Phantom aged care packages

- SUE DUNLEVY

TENS of thousands of older people who need help to stay at home will miss out because a budget funding increase is $1.4bn short of what is required.

The revelation came as aged care providers, nurses and pensioners welcomed the record $17.7bn funding injection for aged care but agreed it was not enough to fix the neglect of our elderly.

A detailed analysis by the Combined Pensioners and Superannua­nts’ Associatio­n reveals the 100,000-long waiting list for home care packages won’t be eliminated by extra funding in the budget.

The government’s own data shows in December there were 96,859 people waiting for a home care package but the budget will fund only 40,000 new places next financial year and a further 40,000 from July 2022.

Each of the four levels of home care package has a set amount of funding.

The lowest level 1 package is an annual subsidy of $8900 a year, level 2 is $15,700 a year, level 3 is $34,200 a year and level 4 provides $51,900 a year.

The associatio­n dissected government data showing how many people were waiting for a package or a package upgrade at each level to determine the amount of funding required was $7.9 billion.
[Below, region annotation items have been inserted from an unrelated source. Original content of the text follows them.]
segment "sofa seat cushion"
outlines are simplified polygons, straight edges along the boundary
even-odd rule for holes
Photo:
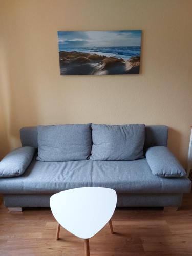
[[[90,160],[55,162],[34,159],[22,176],[1,179],[0,193],[55,193],[91,186],[92,173]]]
[[[181,193],[190,190],[190,181],[154,175],[146,158],[58,162],[34,159],[23,175],[0,179],[0,193],[5,194],[52,194],[87,186],[109,187],[117,193]]]
[[[110,187],[121,193],[189,192],[186,177],[165,178],[154,175],[146,158],[133,161],[95,161],[92,185]]]

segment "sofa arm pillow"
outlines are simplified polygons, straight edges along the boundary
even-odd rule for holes
[[[165,178],[186,176],[185,170],[167,147],[150,147],[146,151],[146,158],[154,175]]]
[[[35,147],[24,146],[13,150],[0,162],[0,177],[19,176],[31,163]]]
[[[96,161],[133,160],[143,157],[144,124],[92,124],[90,159]]]

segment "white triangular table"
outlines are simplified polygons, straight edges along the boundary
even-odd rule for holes
[[[56,193],[50,198],[53,215],[58,222],[56,239],[60,225],[84,240],[86,255],[89,256],[89,239],[109,222],[113,233],[111,217],[117,204],[115,190],[104,187],[81,187]]]

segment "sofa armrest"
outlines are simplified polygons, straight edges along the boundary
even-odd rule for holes
[[[154,175],[174,178],[186,175],[178,160],[166,146],[150,147],[146,152],[146,158]]]
[[[8,154],[0,162],[0,178],[23,174],[31,163],[35,151],[35,147],[24,146]]]

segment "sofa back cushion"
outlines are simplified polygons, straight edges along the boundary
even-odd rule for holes
[[[92,124],[90,159],[97,161],[133,160],[143,157],[144,124]]]
[[[38,148],[37,127],[23,127],[20,130],[22,146]],[[165,125],[145,126],[144,148],[152,146],[167,146],[168,127]]]
[[[91,123],[39,126],[37,160],[62,162],[89,159]]]

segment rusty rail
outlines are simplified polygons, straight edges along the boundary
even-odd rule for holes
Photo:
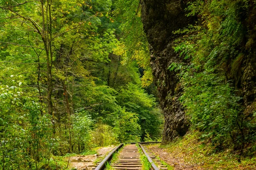
[[[143,146],[142,146],[142,145],[140,143],[139,144],[139,145],[140,145],[140,147],[141,147],[141,149],[142,149],[142,151],[143,151],[143,153],[144,153],[144,154],[147,157],[147,158],[148,159],[148,161],[149,163],[150,163],[150,164],[151,164],[151,167],[152,167],[152,168],[154,170],[159,170],[159,168],[158,168],[158,167],[157,167],[157,166],[154,163],[154,162],[153,162],[153,161],[150,158],[150,156],[149,156],[148,155],[148,153],[147,153],[147,152],[146,152],[146,150],[144,149]]]
[[[102,170],[104,169],[106,167],[106,164],[112,158],[113,153],[116,152],[119,149],[121,148],[124,145],[123,143],[122,143],[119,145],[117,146],[115,149],[113,150],[108,155],[107,157],[105,158],[96,167],[96,168],[94,170]]]
[[[141,144],[151,144],[151,143],[161,143],[160,142],[128,142],[122,143],[119,145],[117,146],[108,155],[108,156],[105,158],[101,162],[101,163],[96,167],[96,168],[94,170],[103,170],[106,167],[106,164],[107,162],[110,162],[111,160],[112,157],[113,156],[113,154],[116,152],[120,148],[121,148],[124,145],[124,144],[135,144],[136,143],[139,144],[139,145],[141,147],[143,152],[146,155],[148,162],[151,164],[151,167],[154,170],[159,170],[159,169],[156,166],[156,165],[154,163],[152,159],[150,158],[150,157],[148,155],[148,154],[147,153],[143,147],[143,146],[141,145]]]

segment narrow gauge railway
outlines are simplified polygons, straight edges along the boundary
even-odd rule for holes
[[[167,166],[163,165],[160,161],[150,150],[145,149],[143,144],[160,143],[159,142],[137,142],[141,148],[143,153],[140,153],[136,143],[122,144],[113,149],[105,159],[98,165],[95,170],[103,170],[107,163],[110,164],[112,168],[120,170],[138,170],[143,169],[143,162],[140,159],[141,154],[145,155],[148,162],[151,164],[151,169],[153,170],[167,170]],[[122,148],[119,153],[117,160],[111,162],[113,154]]]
To fund the additional 80,000 packages in the budget the government has allocated only $6.5 billion over four years.

“That’s a shortfall of $1.4 billion,” Associatio­n spokesman Paul Versteege said.

The government’s two previous announceme­nts about increased home care places — places 10,000 in 2018-2019 and 12,000 in 2019-2020 — were also deceptive because there also wasn’t enough money to deliver the care, Mr Versteege said.

It appeared these places were never actually delivered because the government’s own figures showed there were 22,102 home care packages allocated but not “active”, Mr Versteege said.

“To all intents and purposes they are there but no one can access them. It’s a mystery.”

“With the budget announceme­nt of 80,000 packages, the number of inactive ‘allocated’ packages has now risen to 102,102 packages,” he said.

Australian Aged Care Collaborat­ion spokesman Sean Rooney told News Corp the extra budget funding would not be enough to cover any wage rises.